Infinite Home

 

 

THEY SPENT A STRING OF HOURS that felt interminable there, moving from the bed to the toilet, the toilet to the bed, the bed to the doors of the balcony, but they didn’t step outside. The chair remained where it had fallen when they had wrested him from it. They used the bulky telephone to order food, ate little of what arrived, let the plastic and cardboard pile up in the heat with the turning smell of leftovers. Housekeeping knocked twice, three times a day, and each time they bellowed, “No, no—not now,” their conviction about this their only real expenditure of power. As they fell asleep, Edward knocked his knuckles on the nightstand between them, where Paulie sat in his jar, quiet, unrecognizable.

 

 

ON THE FOURTH DAY he asked her. She was sitting up in bed, the top sheet around her hips, the remote lying across her slack hand. The television was dark, the only noise a fly caught in the bathroom.

 

“I thought it might be too much,” he said.

 

“Not too much. Never enough.”

 

“Okay.”

 

And he crawled into bed with her, the laptop under his arm, and opened the screen.

 

As he scrolled through the list of files, struggling to remember the contents of each, Claudia beheld the electronic glow as though it were an archaeological wonder.

 

“What’s ‘Alphabet’?”

 

“Oh, that one, no, I don’t think it’s—”

 

“What? You don’t think it’s what?”

 

“Okay, Claudia, Jesus. Okay.”

 

At first there’s just the keyboard, set up in a corner of Edward’s apartment. A red silk curtain blows into the frame, then Paulie, in a tuxedo shirt and a pair of swim trunks, on the right leg of which is a neon gecko.

 

“Okay, Paul, what is it? You said this was very important.”

 

“It is. Important and educational.”

 

“Educational in which regard, Paul?”

 

“Well, Eddy, you know, when two people spend a lot of time together they sort of build a language together. Each person picks up a bit of the other. And in our case, I’ve picked up a lot of you.”

 

“How so?”

 

Paulie slips behind the keyboard and hammers out the beginning of the alphabet song, teasing a little, then starts again, singing this time.

 

 

Cock smith, tool belt, fucknut tree, These are the words you’ve given to me.

 

Jizz doctor, fecal cream,

 

You are just an enema fiend.

 

Now you know your dick has fleas,

 

Rectum’s got a bad disease.

 

The frame shakes until it loses Paulie entirely and settles on the open window.
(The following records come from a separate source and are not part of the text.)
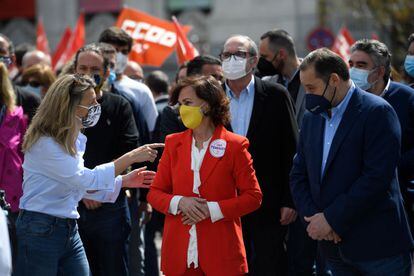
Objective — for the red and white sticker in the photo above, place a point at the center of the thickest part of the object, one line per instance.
(218, 147)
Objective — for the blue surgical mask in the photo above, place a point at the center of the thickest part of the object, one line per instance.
(318, 103)
(112, 77)
(360, 77)
(35, 90)
(409, 65)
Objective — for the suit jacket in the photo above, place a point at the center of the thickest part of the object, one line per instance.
(272, 134)
(229, 180)
(358, 192)
(401, 98)
(296, 88)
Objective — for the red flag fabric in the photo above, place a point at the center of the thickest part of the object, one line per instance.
(63, 44)
(41, 40)
(154, 38)
(76, 41)
(342, 44)
(185, 49)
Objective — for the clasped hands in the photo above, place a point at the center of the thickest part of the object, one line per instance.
(193, 210)
(319, 229)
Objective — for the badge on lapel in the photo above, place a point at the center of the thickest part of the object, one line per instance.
(218, 147)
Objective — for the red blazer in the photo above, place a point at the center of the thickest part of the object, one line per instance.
(229, 180)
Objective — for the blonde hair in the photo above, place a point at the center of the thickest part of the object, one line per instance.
(55, 117)
(7, 96)
(41, 72)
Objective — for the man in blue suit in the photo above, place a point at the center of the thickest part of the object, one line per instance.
(370, 69)
(343, 180)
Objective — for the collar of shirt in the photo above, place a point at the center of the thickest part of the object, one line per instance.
(386, 88)
(341, 107)
(249, 89)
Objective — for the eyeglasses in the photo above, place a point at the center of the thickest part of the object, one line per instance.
(32, 83)
(6, 60)
(239, 55)
(81, 83)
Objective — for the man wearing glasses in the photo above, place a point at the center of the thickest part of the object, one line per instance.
(262, 112)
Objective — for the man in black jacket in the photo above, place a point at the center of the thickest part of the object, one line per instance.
(262, 111)
(105, 227)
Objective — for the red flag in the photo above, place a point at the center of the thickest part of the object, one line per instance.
(185, 50)
(76, 41)
(154, 38)
(63, 44)
(342, 44)
(41, 40)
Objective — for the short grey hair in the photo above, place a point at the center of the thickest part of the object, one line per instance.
(252, 48)
(378, 52)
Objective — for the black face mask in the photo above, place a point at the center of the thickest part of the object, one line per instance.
(266, 67)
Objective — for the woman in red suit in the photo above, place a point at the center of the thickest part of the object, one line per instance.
(204, 184)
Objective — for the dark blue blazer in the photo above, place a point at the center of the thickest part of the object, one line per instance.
(359, 192)
(401, 98)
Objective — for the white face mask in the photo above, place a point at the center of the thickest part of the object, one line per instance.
(360, 77)
(121, 63)
(234, 69)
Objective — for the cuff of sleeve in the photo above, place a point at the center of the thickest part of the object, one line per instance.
(174, 205)
(106, 176)
(215, 211)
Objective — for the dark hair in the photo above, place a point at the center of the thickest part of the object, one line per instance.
(93, 47)
(158, 82)
(325, 63)
(116, 36)
(11, 46)
(410, 39)
(209, 90)
(279, 38)
(21, 50)
(195, 66)
(378, 52)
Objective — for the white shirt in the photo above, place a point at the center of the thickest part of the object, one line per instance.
(143, 96)
(5, 254)
(54, 181)
(197, 157)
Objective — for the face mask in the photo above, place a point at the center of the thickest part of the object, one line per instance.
(191, 116)
(35, 90)
(266, 67)
(409, 65)
(98, 81)
(121, 63)
(318, 104)
(92, 118)
(112, 77)
(360, 77)
(234, 69)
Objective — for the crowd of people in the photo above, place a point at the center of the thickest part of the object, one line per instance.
(255, 162)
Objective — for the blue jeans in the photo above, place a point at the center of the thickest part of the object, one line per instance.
(136, 250)
(47, 245)
(105, 235)
(399, 265)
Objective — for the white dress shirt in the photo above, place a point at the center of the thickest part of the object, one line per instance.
(197, 157)
(54, 181)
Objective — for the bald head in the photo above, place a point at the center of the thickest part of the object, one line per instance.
(35, 57)
(134, 71)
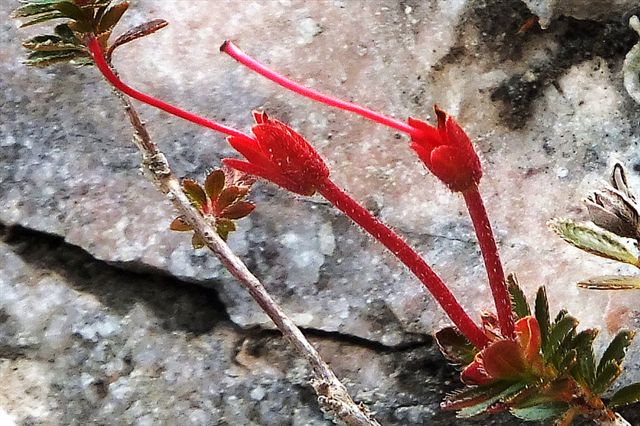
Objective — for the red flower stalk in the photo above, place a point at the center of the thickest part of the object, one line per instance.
(446, 151)
(278, 154)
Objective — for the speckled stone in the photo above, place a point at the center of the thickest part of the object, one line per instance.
(85, 343)
(547, 111)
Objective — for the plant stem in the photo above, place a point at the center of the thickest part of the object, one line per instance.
(409, 257)
(492, 262)
(106, 71)
(391, 240)
(477, 212)
(333, 397)
(232, 50)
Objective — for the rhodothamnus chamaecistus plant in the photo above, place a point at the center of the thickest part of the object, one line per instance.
(446, 151)
(518, 359)
(615, 218)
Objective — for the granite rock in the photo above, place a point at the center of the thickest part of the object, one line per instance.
(547, 110)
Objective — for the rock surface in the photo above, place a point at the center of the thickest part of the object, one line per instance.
(546, 109)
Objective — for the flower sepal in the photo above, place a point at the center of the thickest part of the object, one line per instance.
(220, 200)
(447, 151)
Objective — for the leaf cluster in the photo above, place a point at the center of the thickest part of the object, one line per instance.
(80, 19)
(615, 217)
(221, 199)
(568, 382)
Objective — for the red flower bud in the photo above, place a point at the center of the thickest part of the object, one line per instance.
(446, 151)
(280, 155)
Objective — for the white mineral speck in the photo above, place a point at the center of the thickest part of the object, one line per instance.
(257, 393)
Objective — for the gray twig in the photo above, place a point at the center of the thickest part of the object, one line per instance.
(333, 397)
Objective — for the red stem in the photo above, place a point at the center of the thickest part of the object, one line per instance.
(232, 50)
(409, 257)
(492, 262)
(103, 66)
(474, 201)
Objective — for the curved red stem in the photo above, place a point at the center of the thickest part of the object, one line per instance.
(105, 69)
(409, 257)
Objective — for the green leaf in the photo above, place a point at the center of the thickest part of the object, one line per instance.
(137, 32)
(599, 242)
(540, 412)
(481, 407)
(625, 396)
(112, 16)
(43, 18)
(557, 345)
(197, 242)
(238, 210)
(586, 364)
(230, 195)
(194, 191)
(43, 59)
(454, 346)
(214, 183)
(542, 315)
(71, 11)
(224, 227)
(64, 32)
(611, 282)
(616, 350)
(32, 9)
(180, 224)
(605, 377)
(49, 43)
(472, 396)
(518, 299)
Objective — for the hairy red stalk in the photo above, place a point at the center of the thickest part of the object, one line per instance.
(492, 262)
(456, 165)
(101, 63)
(409, 257)
(232, 50)
(244, 142)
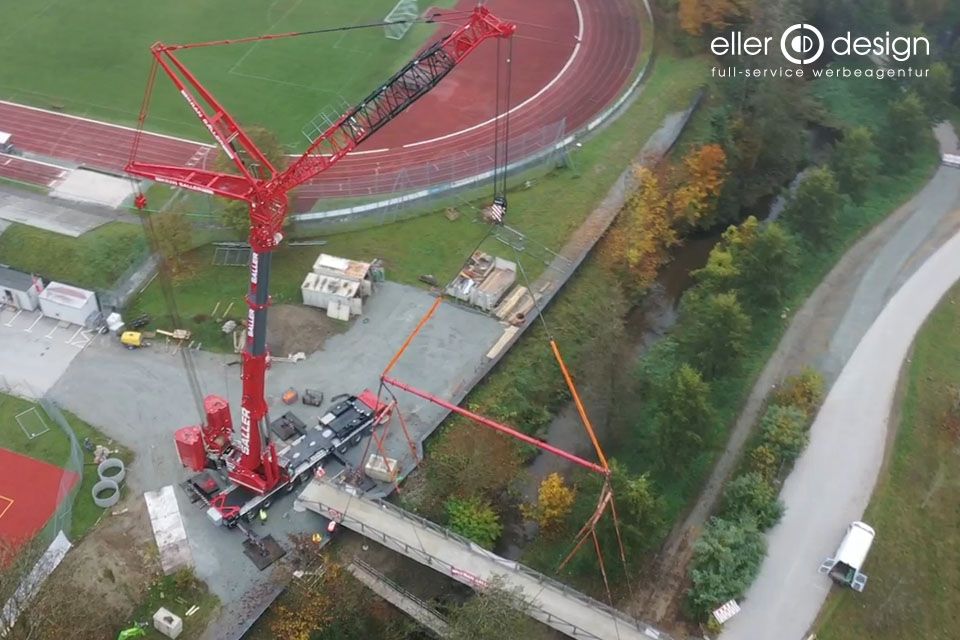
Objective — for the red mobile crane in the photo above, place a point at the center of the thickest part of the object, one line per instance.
(253, 463)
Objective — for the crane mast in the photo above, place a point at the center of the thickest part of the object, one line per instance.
(253, 463)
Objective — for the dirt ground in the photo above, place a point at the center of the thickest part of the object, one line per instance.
(293, 328)
(116, 562)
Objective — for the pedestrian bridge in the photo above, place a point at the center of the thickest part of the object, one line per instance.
(555, 604)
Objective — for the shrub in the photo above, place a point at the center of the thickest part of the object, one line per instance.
(752, 496)
(474, 519)
(726, 559)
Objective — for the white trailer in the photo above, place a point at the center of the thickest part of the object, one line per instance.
(845, 565)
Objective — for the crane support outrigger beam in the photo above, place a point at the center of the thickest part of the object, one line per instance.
(253, 463)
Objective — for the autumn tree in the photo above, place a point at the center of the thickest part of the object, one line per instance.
(685, 415)
(698, 16)
(714, 331)
(803, 391)
(814, 208)
(726, 559)
(756, 260)
(699, 186)
(855, 163)
(174, 235)
(936, 91)
(554, 501)
(474, 519)
(639, 245)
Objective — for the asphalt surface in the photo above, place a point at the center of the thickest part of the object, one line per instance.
(832, 481)
(141, 397)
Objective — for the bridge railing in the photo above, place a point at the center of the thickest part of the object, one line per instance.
(477, 581)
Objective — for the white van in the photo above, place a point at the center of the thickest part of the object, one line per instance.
(844, 567)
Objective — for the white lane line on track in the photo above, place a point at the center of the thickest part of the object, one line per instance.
(570, 60)
(100, 122)
(30, 161)
(573, 56)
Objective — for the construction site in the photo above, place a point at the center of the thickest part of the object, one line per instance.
(309, 429)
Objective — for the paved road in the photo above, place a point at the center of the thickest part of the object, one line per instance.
(834, 478)
(823, 334)
(554, 604)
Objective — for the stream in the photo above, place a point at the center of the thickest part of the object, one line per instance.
(645, 324)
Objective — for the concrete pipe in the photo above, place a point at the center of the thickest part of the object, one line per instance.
(111, 488)
(112, 464)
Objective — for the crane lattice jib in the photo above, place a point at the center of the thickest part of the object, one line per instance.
(254, 462)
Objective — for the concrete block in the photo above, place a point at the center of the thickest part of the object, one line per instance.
(167, 623)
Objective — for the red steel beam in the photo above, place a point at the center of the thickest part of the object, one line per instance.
(487, 422)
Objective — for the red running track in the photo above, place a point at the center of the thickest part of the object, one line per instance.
(448, 134)
(30, 491)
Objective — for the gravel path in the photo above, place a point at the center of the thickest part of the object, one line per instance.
(823, 334)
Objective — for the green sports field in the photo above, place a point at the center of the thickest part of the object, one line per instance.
(91, 57)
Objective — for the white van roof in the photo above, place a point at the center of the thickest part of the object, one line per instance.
(855, 545)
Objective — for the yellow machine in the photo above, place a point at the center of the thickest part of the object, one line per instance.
(133, 340)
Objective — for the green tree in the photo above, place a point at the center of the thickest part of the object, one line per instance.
(907, 123)
(474, 519)
(494, 613)
(714, 331)
(936, 91)
(757, 128)
(752, 496)
(784, 430)
(726, 559)
(174, 235)
(855, 162)
(764, 258)
(685, 416)
(803, 391)
(814, 209)
(641, 519)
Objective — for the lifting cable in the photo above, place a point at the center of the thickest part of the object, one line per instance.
(588, 426)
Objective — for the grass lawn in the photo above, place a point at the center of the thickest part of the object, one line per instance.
(54, 447)
(914, 564)
(178, 593)
(94, 260)
(547, 213)
(91, 58)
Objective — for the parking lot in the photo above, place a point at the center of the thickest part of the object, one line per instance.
(36, 350)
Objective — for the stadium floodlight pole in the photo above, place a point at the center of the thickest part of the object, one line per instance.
(267, 193)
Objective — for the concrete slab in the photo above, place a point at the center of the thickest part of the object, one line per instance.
(140, 397)
(83, 185)
(35, 351)
(44, 214)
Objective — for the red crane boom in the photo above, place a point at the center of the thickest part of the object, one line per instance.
(266, 189)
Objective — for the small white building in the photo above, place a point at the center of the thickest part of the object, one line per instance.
(20, 290)
(68, 303)
(337, 285)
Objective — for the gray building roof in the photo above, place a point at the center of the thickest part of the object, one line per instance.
(15, 279)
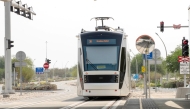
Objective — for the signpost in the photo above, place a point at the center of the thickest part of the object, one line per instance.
(39, 70)
(148, 56)
(46, 66)
(184, 66)
(20, 56)
(145, 44)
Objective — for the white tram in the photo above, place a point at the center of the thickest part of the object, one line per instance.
(103, 63)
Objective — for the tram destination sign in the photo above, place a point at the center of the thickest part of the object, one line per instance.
(100, 41)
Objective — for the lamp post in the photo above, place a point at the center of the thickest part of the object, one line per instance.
(166, 52)
(53, 69)
(136, 62)
(65, 70)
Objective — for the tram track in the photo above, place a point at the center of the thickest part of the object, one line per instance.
(113, 104)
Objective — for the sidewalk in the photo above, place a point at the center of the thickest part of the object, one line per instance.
(162, 99)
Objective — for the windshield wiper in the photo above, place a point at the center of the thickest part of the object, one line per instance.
(91, 64)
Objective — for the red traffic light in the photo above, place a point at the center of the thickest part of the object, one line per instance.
(185, 42)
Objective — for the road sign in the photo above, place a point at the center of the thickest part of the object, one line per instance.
(183, 59)
(39, 70)
(184, 67)
(20, 64)
(153, 61)
(143, 69)
(46, 65)
(149, 56)
(20, 55)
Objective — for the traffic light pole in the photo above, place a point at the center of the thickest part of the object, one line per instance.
(189, 25)
(8, 70)
(7, 42)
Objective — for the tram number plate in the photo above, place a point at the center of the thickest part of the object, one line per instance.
(101, 67)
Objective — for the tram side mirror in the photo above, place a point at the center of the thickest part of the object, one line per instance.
(145, 44)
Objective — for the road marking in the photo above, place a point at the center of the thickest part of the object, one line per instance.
(140, 103)
(173, 104)
(72, 105)
(115, 105)
(38, 102)
(108, 104)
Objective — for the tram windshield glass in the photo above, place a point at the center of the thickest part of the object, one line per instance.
(101, 50)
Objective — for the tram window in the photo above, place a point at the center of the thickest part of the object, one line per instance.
(101, 57)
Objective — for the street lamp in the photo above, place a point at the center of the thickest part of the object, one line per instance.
(65, 70)
(53, 69)
(165, 50)
(136, 62)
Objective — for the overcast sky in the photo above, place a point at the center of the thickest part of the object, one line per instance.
(59, 21)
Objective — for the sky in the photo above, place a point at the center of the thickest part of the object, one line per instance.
(58, 22)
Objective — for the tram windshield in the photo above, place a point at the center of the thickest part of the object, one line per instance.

Edward’s laughter rises and wheezes.

 

Edward searched her face in his periphery without turning towards it. “I swear, he just comes up with this. Came up with it.”

 

Propped up by the roughly starched pillows, Claudia gaped.

 

“How much of this do you have,” she asked.

 

“I think there’s maybe thirty-seven, thirty-eight hours. But most of it is like, Paulie discusses soup. Paulie inspects a dead bug. Paul ruins several commuters’ subway rides, armed with only a mood ring.”

 

Claudia nodded, the joy gone from her face as she calculated how few days she could fill with what was left. In the breezeway outside their room, two men bickered with low energy about routes, bleating the numbers of interstates, calling out the names of towns like they were items for sale at auction. Her skin itched from not having showered, her muscles felt fatigued from not having used them.

 

For the first moment in her life, time multiplied in front of her, unimagined, unimaginable.

 

 

 

 

 

THE RESTING PLACE YELLOW. Just wide and long enough. Near it another where the quiet woman slept. At the beginning chickens. The nothing of forest. Men with blue eyes came with things to put in her mouth. Soft and warm as what she had given her baby. They all walked to where the land stopped and they moved into the cold green and they kept her hand while everything watered around them. Back in the room the woman shaking down her silver head nest. She brought in the arms of some trees and lit them. Through the glass hole birds. Cheep cheep cheep then dark. Staying near the heat until the wet was gone. The men again with things to swallow. Fingers on her neck. They changed her hair and the woman’s hair until they were ropes. Different shapes for wearing. Big forms of white for sleeping in. One more time outside. All their faces up to see the big sky fruit. Then the woman’s eyes on her and a long look. A hand low to guide her. Was there a missing. Something gone. A man with her in the mornings. Black circles that played music. Boxes full of bodies that zipped under the earth. A building at night golding onto the street. Had this always been her life. Had she always known the woman. No. Yes. Always.